WASHINGTON -- Drug and medical device maker Abbott Laboratories reported a higher third-quarter profit Wednesday, edging past analyst expectations, even as revenue slipped. The company, which is in the process of spinning off some of its businesses, also laid off 550 employees globally and said it plans to eliminate several hundred additional positions next year.
Spokeswoman Adelle Infante said that the layoffs were in Abbott's nutrition, medical devices, established pharmaceuticals and molecular diagnostics divisions.
The company recorded a $478 million pretax restructuring charge during the quarter for costs tied to earlier job cuts and those anticipated for 2013.
In January Abbott announced that it would lay off 700 workers as part of its ongoing restructuring efforts. At that time the company said that most of those layoffs would impact employees who made its heart stents and diagnostic tests.
Abbott has been restructuring its operations for several years, laying off about 1,900 pharmaceutical division employees in early 2011. The company currently has 91,000 employees worldwide.
For the three months through Sept. 30, Abbott's net income jumped to $1.94 billion, or $1.21 per share, from $303 million, or 19 cents per share, a year ago. In 2011, Abbott's results included expenses from litigation, acquisitions and cost-cutting efforts.
Excluding one-time items in the latest quarter, profit came to $1.30 per share. Revenue fell less than 1 percent to $9.77 billion from $9.82 billion.

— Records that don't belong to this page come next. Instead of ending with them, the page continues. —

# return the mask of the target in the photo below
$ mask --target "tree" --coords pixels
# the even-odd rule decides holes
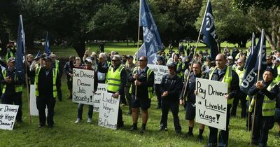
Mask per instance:
[[[202,25],[206,3],[204,4],[200,17],[195,22],[197,29]],[[241,11],[234,8],[232,0],[212,0],[212,10],[214,17],[217,42],[219,48],[220,43],[227,41],[238,43],[240,47],[246,47],[253,29],[250,27],[250,20]]]
[[[235,6],[248,14],[251,25],[260,32],[265,29],[271,48],[280,49],[280,3],[277,0],[234,0]]]

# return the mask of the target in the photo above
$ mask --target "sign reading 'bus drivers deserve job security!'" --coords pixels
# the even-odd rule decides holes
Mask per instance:
[[[93,105],[94,71],[73,69],[73,102]]]
[[[227,83],[196,78],[195,118],[197,122],[225,130]]]

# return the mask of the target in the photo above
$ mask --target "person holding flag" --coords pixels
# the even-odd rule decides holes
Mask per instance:
[[[219,146],[227,146],[230,108],[232,107],[233,98],[237,95],[239,91],[239,79],[237,74],[232,67],[225,64],[225,56],[223,54],[218,54],[216,57],[216,66],[209,73],[209,80],[227,83],[227,94],[225,98],[227,100],[226,130],[220,130],[219,134]],[[217,146],[218,129],[209,127],[209,136],[207,146]]]
[[[256,100],[253,99],[249,107],[250,112],[253,108],[255,108],[252,144],[259,146],[267,146],[268,132],[274,125],[275,99],[279,87],[272,81],[273,75],[272,69],[265,69],[262,74],[263,80],[258,80],[249,90],[251,95],[256,95]]]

Analysts polled by FactSet predicted earnings per share of $1.28, but higher revenue of $9.94 billion.
The quarter's results benefited from a 31 percent reduction in sales and administrative expenses, which came to $2.92 billion.
In afternoon trading, shares of the company fell $2.92, or 4 percent, to $69.22. Over the past year, the stock has traded in a range of $51.53 to $72.47.

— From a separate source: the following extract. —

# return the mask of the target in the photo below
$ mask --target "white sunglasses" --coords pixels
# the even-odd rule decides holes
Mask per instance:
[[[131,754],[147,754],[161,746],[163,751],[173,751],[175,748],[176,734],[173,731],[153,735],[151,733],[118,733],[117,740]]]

Abbott said revenue would have increased 4 percent without the negative impact of changes in currency exchange rates. Stripping out the effect of currency changes, revenue from the branded drugs business rose 6.4 percent, while for the division that sells products including nutritional formula, revenue rose 6.3 percent. Those are Abbott's largest divisions by revenue.
On the same basis, quarterly sales of the company's top seller, the anti-inflammatory drug Humira, rose 15.7 percent to $2.33 billion.
The drug and medical device company plans to spin off its pharmaceutical business into a separate company by the end of 2012. The new company, AbbVie, will focus solely on branded drugs, including Humira.
The split is meant to free the North Chicago, Ill., company from the risks and obligations of developing innovative pharmaceutical drugs, leaving it with a more predictable business built around nutritional formula, generic drugs and heart stents.
The company narrowed its full-year 2012 profit forecast to between $5.06 and $5.08 per share from $5 to $5.10 per share. Analysts expect $5.06 per share, on average.